De focus van het IP-rapport op Nederland vloeit voort uit de traditionele, nationale focus van kennisbeleid: hoe kunnen de belangrijkste zwakke punten in het sinds de Tweede Wereldoorlog opgebouwde Nederlandse kennis- en innovatiesysteem het best worden aangepakt? Toegegeven, met de hulp van een reeks indicatoren wordt niet bepaald een rooskleurig beeld geschetst. Maar de ambitie druipt er wel van af: in 2020 van de huidige plek 10 naar 5. Hoe men dat in een periode van bezuinigingen denkt te bereiken, wordt echter niet uitgewerkt.
Tevens houdt het IP een pleidooi voor meer focus wat kennis- en innovatiebeleid betreft op zes zogenoemde sleutelgebieden. In principe is dat begrijpelijk. Als relatief klein land kan Nederland niet in alles uitblinken. Maar de aansluiting tussen uitblinken in wetenschap en onderzoek aan de ene kant en uitblinken in innovatie en toegepaste kennis is complex, en steeds minder geografisch geconcentreerd. Goede wetenschap is in toenemende mate onderdeel van mondiale kennisnetwerken, juist zoals de onderzoeks- en ontwikkelingsactiviteiten van grote bedrijven steeds meer internationaal georganiseerd raken. Uiteindelijk blijft slechts het overheidsbeleid en de publieke ondersteuning van kennis nationaal georiënteerd.
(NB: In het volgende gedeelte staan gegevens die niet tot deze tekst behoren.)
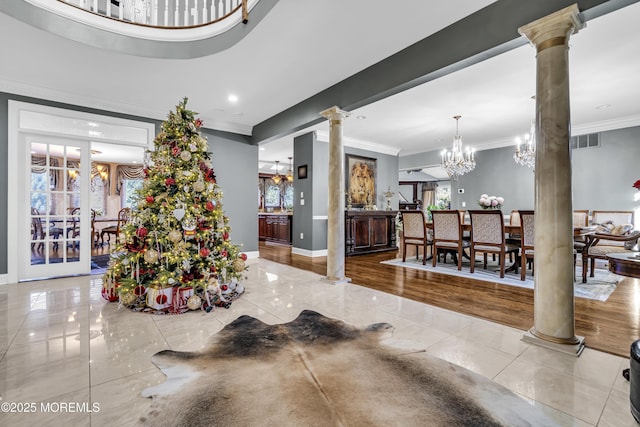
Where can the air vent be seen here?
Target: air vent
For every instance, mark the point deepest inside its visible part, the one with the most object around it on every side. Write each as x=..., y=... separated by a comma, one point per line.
x=585, y=141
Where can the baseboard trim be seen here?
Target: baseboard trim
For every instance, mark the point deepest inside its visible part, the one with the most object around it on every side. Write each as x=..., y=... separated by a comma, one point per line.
x=308, y=253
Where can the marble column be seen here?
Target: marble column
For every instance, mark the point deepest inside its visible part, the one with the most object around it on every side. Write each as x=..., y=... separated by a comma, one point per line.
x=554, y=310
x=335, y=229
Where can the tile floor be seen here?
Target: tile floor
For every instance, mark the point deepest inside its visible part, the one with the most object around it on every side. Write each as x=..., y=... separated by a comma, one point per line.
x=61, y=342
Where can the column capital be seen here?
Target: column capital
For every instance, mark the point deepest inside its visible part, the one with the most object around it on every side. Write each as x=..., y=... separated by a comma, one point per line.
x=335, y=113
x=553, y=29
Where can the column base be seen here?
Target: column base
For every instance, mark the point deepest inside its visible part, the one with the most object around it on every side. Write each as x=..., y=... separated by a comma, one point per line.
x=336, y=280
x=573, y=349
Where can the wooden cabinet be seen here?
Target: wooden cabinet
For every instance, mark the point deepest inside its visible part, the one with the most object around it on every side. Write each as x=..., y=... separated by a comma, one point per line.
x=275, y=228
x=370, y=231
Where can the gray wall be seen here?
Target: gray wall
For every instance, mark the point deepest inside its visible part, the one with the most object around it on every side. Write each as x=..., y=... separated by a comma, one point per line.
x=235, y=163
x=602, y=176
x=315, y=154
x=302, y=220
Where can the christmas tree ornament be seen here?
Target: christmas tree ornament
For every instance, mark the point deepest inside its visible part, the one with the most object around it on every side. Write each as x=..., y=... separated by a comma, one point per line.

Figuur 1: O&O uitgaven wereldwijd
Zoals de grafiek toont, doet Nederland er wat onderzoek betreft zowel in absolute als relatieve termen internationaal steeds minder toe: de totale omvang van onderzoeksinvesteringen is klein en de R&D-intensiteit niet echt hoog. De top-5 van de wereld halen zal dan ook in belangrijke mate afhankelijk zijn van kennisontwikkeling elders: in Europa maar ook mondiaal.
Versterking van het Nederlandse kennissysteem
Het is op dat gebied dat het AWT-advies interessante aanknopingspunten biedt. Er is altijd, zeker wat Nederlandse wetenschappers betreft, nauw contact geweest met de traditionele kenniscentra en onderzoeksuniversiteiten in de Verenigde Staten, Canada en de andere OESO-landen. In toenemende mate vormen echter opkomende landen, die in hun groei en ontwikkeling geconfronteerd worden met enorme uitdagingen op het gebied van onder meer gezondheidszorg, landbouw, waterbeheer, urbanisatie en mobiliteit, de meest uitdagende, maar ook vaak de minst gedocumenteerde onderzoekscases. Toegepast onderzoek blijft echter juist door de dominantie van publieke onderzoeksmiddelen sterk gericht op ontwikkelde landen, die op minder prangende wijze worden geconfronteerd met uitdagingen op gebieden als gezondheidszorg, landbouw, waterbeheer, urbanisatie en mobiliteit dan opkomende landen. Op heel wat van deze gebieden ligt het marginaal nut van toegepast onderzoek in ontwikkelingslanden veel hoger: een wereldwijde schaalvergroting van het Nederlandse toegepast onderzoek zou rechtstreeks bijdragen aan versterking van het Nederlandse kennissysteem.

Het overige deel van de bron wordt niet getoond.